Что я думаю о стихах Шевчука (вопрос), в частности о его книге «Сольник»?
Знаете, вот стихи Шевчука я иногда люблю больше песен, потому что в песнях ведь смысл всегда размыт, а в стихах он более концентрирован, он как бы более серьёзен. И у меня есть сильное подозрение, что если бы книги, если бы песни Шевчука именно издать довольно полно и представительно, то как поэт он был бы едва ли не интереснее, чем как Юра-музыкант. У него есть замечательная музыка, есть несколько очень крепких хитовых мелодий, но как раз музыка «ДДТ» мне всегда казалась менее важной, чем тексты. Ну, это собственно ещё Алексей Дидуров замечательно сказал: «Основа энергетики русского рока (и в этом его главный парадокс) заключена не в музыке».
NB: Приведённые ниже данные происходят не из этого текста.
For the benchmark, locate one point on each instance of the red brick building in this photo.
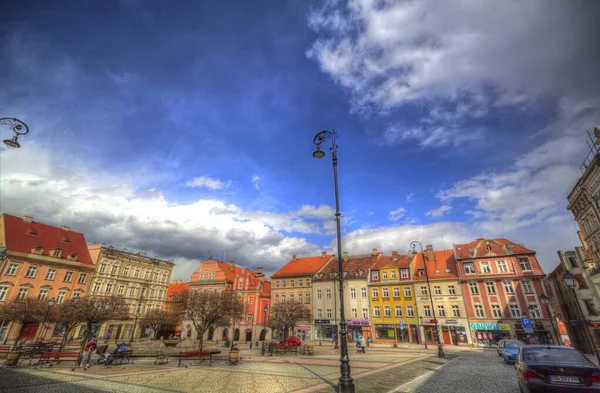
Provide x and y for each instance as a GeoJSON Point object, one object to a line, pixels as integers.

Хороший довольно вопрос: «В последней лекции о военной прозе вы совершенно не коснулись Эренбурга, как будто его и не было. Неужели он вам настолько не нравится?»
Да нет, мне как раз очень нравится Эренбург. Я считаю, что «Буря» — это роман великий. И причём величие этого романа… Он непосредственно адресован Сталину, конечно. Это книга из тех, что написаны для Сталина. И Сталин это послание оценил и выступил в защиту романа. Послание это довольно недвусмысленно: европейский человек кончился, а советский выжил; европейский человек рухнул под действием столкновения с фашизмом, и настала новая эра — эра советского человека. Советский человек тоже рухнул, но он оказался, как видим, более живуч. Он по кускам собрался, сползся и продолжает осуществлять свою, как он её понимает, миссию.
Я вообще считаю, что «Буря» — это во многих отношениях великий провидческий роман. Мы можем спорить о судьбе советской цивилизации, которая, казалось, кончилась, потом оказалось, что она гораздо живучее. Не знаю, насколько она бессмертна, но она тем не менее сейчас существует. А вот что касается Европы — да, я должен с Эренбургом согласиться, приговор ей в известном смысле произнесён. В «Падении Парижа», к сожалению, это еще отчётливей.
Но потом, кстати, Эренбург, продолжая «Бурю», написал довольно посредственную книгу «Девятый вал», которую не надо было писать на самом деле. Я думаю, что он это отчасти сделал в порядке самосохранения. Но «Буря» сама по себе и «Падение Парижа» в главной части, в констатации того, что Европа закончилась, — это гораздо более глубокая мысль, чем казалась в 47-м году, когда он это писал.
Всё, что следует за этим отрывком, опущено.